イタイイタイ病<中毒と環境因子による病気>の症状の現れ方

 腎臓の尿細管の再吸収障害と、骨の軟化症および粗鬆症の合併的変化がその主な病変とされています。主症状は疼痛で、腰痛や下肢の筋肉痛などで始まり、次第に各部に広がって、ひどくなれば、わずかに体を動かしたり咳(せき)をするだけでも激しい痛みを訴えるようになります。
 経過はきわめてゆっくりであり、捻挫(ねんざ)などの軽い外傷を契機に歩行障害を起こし、アヒルのような歩行から末期には歩行不能になり、寝たきりになります。
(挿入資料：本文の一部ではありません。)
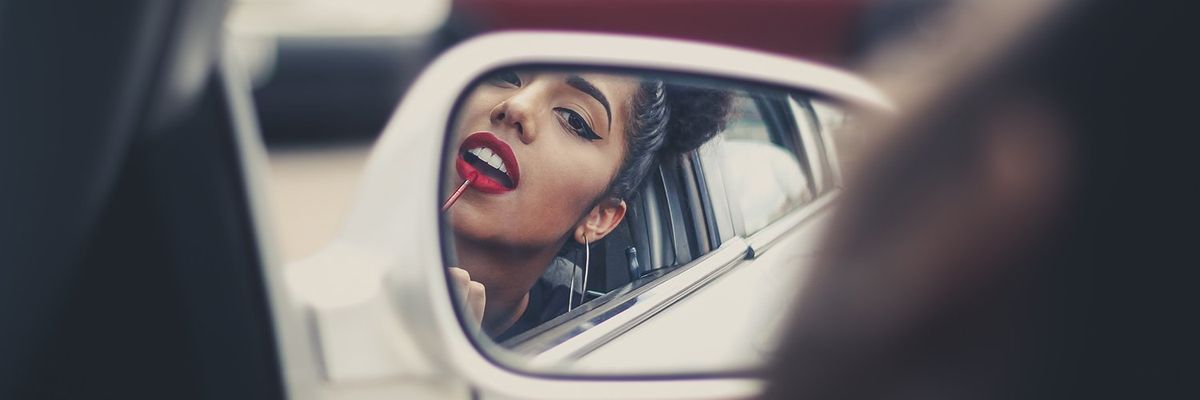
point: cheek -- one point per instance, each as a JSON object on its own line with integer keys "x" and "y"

わずかな外力で病的骨折を起こし、全身に多数の骨折のあった例もかつてはみられました。
 腎尿細管障害は、尿中のβ2‐ミクログロブリンなどの低分子蛋白、糖、蛋白、アミノ酸の排泄が増えるのが特徴です。

イタイイタイ病<中毒と環境因子による病気>の診断と治療の方法

 骨病変についてはビタミンD2の大量投与や活性型ビタミンD3による治療がおおむね奏効するため、悪化を繰り返す症例はあるものの、長期的には軽快する傾向があります。